A l’occasion des dragages en cours dans la baie de La Rochelle et de l’immersion des boues de dragages sur le site de dépôt sous-marin du Lavardin utilisé depuis 1968, il est constaté que le paramètre radioactif n’est pas pris en compte; les études entreprises autour des années 1990 en vue de définir l’empreinte de l’usine de traitement des terres rares aujourd’hui exploitée par Rhodia sont abandonnées malgré les recommandations unanimes des experts. Amorties par des interprétations optimistes et politiquement correctes, elles témoignaient d’un marquage significatif des sédiments de la baie et des moules, y compris au pied de la tour Richelieu dans le chenal d’accès au port de La Rochelle (66 Bq / kg de matière sèche pour le radium 228 selon l’Institut de Physique Nucléaire de Lyon). D’après le laboratoire du CEA dont les résultats sont moins pénalisants que ceux de l’IPNL, les teneurs en thorium sont 70 à 130 fois supérieures aux teneurs naturelles moyennes des sédiments marins littoraux jusqu’à 100 m de l’émissaire du rejet en baie de La Rochelle et de 8 à 20 fois supérieures jusqu’à 500 m.
L’activité des sédiments marins côtiers en Bretagne est de l’ordre de 30 Bq / kg pour le thorium 232. Le substrat géologique est granitique. Bien que le substrat géologique en Charente-Maritime soit calcaire et non éruptif, les sédiments de l’Anse de l’Aiguillon à 15 km au nord de La Rochelle et de Fouras à 18 km au sud ont au moins la même teneur en thorium que les sédiments bretons.
La régie du port de plaisance de la Rochelle est autorisée à draguer dans ses ports, bassins et chenaux d’accès 185.000 m3 par an. Les opérations moyennes annuelles sont de 100.000 m3 par an. Elles sont mal planifiées. Le pétitionnaire n’a toujours pas soumis de mode de gestion des boues de dragage à extraire du petit bassin à flot et de l’ancien bassin des chalutiers. Sans doute espère-t-il pratiquer l’immersion malgré les contaminations très fortes en métaux lourds et polluants organiques. Alors qu’il est d’usage de terminer en mars-avril les opérations de dragage sur le littoral atlantique afin de réduire l’impact sanitaire estival sur les usages d’agrément du littoral, un dragage ponctuel mal programmé a eu lieu du 4 au 27 mai 2005 dans les chenaux d’accès du port de La Rochelle et celui du Port Neuf où les concentrations en thorium 232 et ses descendants sont fortes.

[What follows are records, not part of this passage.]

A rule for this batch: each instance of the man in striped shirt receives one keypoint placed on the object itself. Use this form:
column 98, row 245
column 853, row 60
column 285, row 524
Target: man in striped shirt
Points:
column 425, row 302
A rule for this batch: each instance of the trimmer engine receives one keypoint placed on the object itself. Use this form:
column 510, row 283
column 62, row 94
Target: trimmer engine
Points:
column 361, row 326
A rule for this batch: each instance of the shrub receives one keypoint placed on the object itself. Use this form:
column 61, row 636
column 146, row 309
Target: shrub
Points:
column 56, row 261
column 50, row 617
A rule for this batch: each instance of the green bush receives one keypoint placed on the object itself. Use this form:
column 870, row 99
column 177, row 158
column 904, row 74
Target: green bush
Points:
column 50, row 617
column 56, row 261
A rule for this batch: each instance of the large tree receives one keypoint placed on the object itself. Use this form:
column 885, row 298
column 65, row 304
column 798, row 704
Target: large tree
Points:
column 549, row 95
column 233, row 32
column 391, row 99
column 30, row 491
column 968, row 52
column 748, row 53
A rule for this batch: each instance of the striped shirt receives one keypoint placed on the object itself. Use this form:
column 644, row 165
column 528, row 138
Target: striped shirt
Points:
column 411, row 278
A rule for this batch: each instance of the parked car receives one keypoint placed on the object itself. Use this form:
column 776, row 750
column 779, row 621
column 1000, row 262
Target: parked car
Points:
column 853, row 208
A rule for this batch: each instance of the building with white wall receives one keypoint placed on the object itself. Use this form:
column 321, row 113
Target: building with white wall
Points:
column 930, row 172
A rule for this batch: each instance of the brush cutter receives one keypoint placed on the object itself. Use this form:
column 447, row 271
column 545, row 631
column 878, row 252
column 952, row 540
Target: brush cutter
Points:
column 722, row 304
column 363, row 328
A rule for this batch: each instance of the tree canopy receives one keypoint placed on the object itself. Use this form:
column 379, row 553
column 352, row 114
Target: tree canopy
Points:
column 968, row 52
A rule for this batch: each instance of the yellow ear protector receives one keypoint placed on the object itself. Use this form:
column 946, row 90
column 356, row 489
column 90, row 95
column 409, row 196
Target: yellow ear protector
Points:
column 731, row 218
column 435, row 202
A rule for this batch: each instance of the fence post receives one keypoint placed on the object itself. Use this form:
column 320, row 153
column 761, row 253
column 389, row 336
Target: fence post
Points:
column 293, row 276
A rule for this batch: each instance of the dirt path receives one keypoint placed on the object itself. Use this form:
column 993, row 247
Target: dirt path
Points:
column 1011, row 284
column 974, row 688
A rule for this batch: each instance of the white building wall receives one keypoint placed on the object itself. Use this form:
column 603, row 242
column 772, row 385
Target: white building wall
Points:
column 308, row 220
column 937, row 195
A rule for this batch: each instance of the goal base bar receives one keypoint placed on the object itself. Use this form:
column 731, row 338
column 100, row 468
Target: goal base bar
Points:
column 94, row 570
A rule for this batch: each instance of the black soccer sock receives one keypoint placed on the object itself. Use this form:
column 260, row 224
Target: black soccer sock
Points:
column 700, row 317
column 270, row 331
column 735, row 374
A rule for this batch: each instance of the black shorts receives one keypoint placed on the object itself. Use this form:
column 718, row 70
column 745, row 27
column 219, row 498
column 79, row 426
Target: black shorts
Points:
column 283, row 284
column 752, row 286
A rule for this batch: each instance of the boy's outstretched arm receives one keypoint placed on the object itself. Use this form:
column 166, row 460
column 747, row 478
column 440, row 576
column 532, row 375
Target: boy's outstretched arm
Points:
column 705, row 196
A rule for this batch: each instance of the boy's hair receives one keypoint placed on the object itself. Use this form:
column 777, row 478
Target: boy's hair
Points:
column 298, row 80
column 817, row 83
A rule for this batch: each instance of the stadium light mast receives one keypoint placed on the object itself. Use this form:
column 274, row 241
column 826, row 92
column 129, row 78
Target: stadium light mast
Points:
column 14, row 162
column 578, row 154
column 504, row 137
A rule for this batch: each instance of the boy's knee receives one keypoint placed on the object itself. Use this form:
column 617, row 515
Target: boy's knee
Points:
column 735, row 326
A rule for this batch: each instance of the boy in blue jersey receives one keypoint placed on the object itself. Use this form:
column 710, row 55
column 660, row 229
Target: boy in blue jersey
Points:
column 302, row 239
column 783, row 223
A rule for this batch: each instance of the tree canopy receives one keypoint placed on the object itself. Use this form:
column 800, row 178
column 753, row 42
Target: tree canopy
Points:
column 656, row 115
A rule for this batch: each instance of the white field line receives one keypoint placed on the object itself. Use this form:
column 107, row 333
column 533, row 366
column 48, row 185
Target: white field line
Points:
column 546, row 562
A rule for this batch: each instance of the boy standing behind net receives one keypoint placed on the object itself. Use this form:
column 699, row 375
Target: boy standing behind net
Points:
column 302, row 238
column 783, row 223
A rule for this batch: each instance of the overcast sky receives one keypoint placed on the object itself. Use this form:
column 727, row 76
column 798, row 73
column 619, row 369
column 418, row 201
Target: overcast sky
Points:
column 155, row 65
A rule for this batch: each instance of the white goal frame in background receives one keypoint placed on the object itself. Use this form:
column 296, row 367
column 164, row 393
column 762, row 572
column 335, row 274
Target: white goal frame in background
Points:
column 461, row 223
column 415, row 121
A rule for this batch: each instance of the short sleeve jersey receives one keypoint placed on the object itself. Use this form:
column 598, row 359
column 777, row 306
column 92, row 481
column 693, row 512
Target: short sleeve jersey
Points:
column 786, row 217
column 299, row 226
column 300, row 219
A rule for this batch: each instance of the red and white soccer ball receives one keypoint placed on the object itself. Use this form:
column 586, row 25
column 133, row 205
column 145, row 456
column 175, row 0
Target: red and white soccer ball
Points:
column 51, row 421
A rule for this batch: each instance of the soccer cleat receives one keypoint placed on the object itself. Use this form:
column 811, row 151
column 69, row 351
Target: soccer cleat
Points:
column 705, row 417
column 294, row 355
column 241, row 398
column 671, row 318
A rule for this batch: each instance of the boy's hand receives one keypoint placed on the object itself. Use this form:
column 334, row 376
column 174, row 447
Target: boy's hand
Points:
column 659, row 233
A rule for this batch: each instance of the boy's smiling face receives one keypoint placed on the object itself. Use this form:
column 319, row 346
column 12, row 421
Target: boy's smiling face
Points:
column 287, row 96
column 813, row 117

La réglementation française recommande d’analyser la radioactivité quand le périmètre des dragages est susceptible d’être sous l’influence d’une source de radioactivité. Tout le monde sait à La Rochelle et bien au-delà que l’usine de traitement des terres rares, en activité depuis 1947 sous des tutelles différentes dont la plus connue est celle de Rhône-Poulenc, a déversé jusqu’en 1993 plusieurs curies par an de substances radioactives dans la baie. Réduits, les rejets continuent; l’arrêté préfectoral en vigueur continue de son côté à autoriser le rejet annuel de 1 curie* de thorium et de 3 curies de radium dans l’éventualité où les approvisionnements de terres rares pré-traitées en provenance de Chine viendraient à être coupés. Le thorium 232 perd la moitié de sa radioactivité en 14 milliards d’années. Il est connu comme étant parmi les plus toxiques des radioéléments.
Le remue-vases perpétuel auxquels se livrent les plaisanciers de La Rochelle génère un risque sanitaire pour les populations humaines et pour l’environnement marin. La contribution du site de dépôt sous-marin du Lavardin à la contamination chimique, bactériologique et radioactive de l’environnement marin et du littoral, dont l’Île de Ré, est très mal appréciée ou pas du tout.
L’association Robin des Bois demande donc au Préfet Maritime de Brest et au Préfet de Charente-Maritime d’imposer des analyses de radioactivité avant toute nouvelle opération de dragage dans la baie de La Rochelle de même que sur le site sous-marin du Lavardin et autour avant tout nouveau clapage. En plus de l’évaluation des risques pour l’environnement charentais, les informations recueillies permettraient à la France d’être en conformité avec ses obligations internationales. La Convention OSPAR relative à la protection de l’Atlantique du Nord-Est impose à ses signataires de rapporter tous rejets et immersions de substances radioactives.
Tout cela est de la radioactivité naturelle, diront sans doute de bonnes âmes. Les concentrations ne le sont pas.